All reviews are also limited by publication bias, whereby studies with positive or statistically significant findings are more likely to be published and therefore included in the review. This review may be limited by outdated evidence, as reviews capture evidence only up to the last search date. Variability in search strategies and inclusion criteria can introduce selection bias and opportunities for reviewer bias, thereby increasing inter-rater variability despite the use of standardized protocols.
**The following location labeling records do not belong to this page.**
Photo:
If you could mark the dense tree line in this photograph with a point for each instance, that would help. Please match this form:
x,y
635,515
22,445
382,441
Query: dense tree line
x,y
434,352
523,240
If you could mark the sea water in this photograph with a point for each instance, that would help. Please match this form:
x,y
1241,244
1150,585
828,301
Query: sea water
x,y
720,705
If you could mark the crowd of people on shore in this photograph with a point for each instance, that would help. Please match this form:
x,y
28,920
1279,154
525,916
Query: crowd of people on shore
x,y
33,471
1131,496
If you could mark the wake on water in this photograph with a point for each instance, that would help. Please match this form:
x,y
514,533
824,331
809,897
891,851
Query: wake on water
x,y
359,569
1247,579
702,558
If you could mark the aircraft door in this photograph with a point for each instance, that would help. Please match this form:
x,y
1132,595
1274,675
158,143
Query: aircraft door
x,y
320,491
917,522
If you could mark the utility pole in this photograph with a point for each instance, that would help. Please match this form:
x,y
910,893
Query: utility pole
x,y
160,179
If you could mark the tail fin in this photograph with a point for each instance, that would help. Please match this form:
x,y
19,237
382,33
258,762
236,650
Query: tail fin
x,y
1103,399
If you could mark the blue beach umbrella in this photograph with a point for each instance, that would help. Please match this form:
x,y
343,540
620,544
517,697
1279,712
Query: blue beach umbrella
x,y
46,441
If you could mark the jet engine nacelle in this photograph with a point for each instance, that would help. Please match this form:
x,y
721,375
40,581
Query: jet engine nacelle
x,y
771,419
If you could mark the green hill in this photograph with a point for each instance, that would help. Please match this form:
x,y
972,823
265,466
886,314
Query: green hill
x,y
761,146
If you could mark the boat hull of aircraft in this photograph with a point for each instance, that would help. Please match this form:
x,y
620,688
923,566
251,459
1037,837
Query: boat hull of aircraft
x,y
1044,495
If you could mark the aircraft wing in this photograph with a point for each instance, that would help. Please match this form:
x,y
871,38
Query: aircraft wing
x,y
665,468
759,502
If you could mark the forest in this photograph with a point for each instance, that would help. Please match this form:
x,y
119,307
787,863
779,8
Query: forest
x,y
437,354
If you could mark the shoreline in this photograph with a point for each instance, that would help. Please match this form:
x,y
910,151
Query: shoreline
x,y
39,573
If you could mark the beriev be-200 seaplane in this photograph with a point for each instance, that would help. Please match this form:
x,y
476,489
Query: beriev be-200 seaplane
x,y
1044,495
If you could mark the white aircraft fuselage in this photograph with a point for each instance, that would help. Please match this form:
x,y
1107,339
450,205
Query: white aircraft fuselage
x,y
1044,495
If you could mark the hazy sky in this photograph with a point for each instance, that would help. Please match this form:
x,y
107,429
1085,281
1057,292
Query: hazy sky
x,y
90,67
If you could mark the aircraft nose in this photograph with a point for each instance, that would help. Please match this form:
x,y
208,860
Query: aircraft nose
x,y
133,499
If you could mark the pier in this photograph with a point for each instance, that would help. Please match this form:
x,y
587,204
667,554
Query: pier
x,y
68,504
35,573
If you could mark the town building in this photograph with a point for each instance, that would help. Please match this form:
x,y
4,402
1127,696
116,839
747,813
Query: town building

4.6. Challenges in Clinical Translation

Despite the promising applications of SF in regenerative medicine, several important limitations must be acknowledged when evaluating the suitability of this platform for large-scale clinical translation. True mechanical and rheological characterization is seldom described in the current literature. When considering the mass production of silk and its feasibility at large scales, batch variability remains a challenge in SF production, affecting its mechanical properties and the biocompatibility of scaffolds. Additionally, the structural variability and impurities of natural silk sources further challenge consistent scaffold performance at a large scale [55,58,97]. Currently, there is a lack of standardized extraction and processing methods for SF, leading to inconsistent material properties and reproducibility issues in clinical applications such as nerve regeneration [55,97,98]. The extraction of SF is complex and time-consuming, and may involve toxic chemicals, which can undermine the biocompatibility and clinical scalability [99,100,101]. SF solutions often require additives or blending with additional polymers to achieve suitable strength and maintain scaffold shape during and after printing, owing to silk’s rheological properties. This remains a technical hurdle to the large-scale reproducibility of materials [58,97,98,102]. Further investigation into the degradation rates and immune response requires extensive preclinical and clinical validation; however, the lack of standardized manufacturing processes complicates regulatory approval for clinical use.

5. Conclusions

This review suggests that 3D-bioprinted silk fibroin scaffolds can support neural regeneration in animal models. When reinforced with bioactive or conductive additives, these structures can provide architectural guidance, immunomodulation, and mechanical support. By synthesizing data on 3D-printed silk derivatives, this study clarifies how fabrication-dependent structural mimicry influences neural repair. These findings suggest that successful neural regeneration may require a multi-material approach to overcome the mechanical and biological limitations of traditional autografts or simple hydrogels. Ultimately, while these scaffolds demonstrate translational potential, clinical applications of this technology remain a distant target. Future success relies on standardizing fabrication protocols and demonstrating consistent efficacy in more clinically relevant models.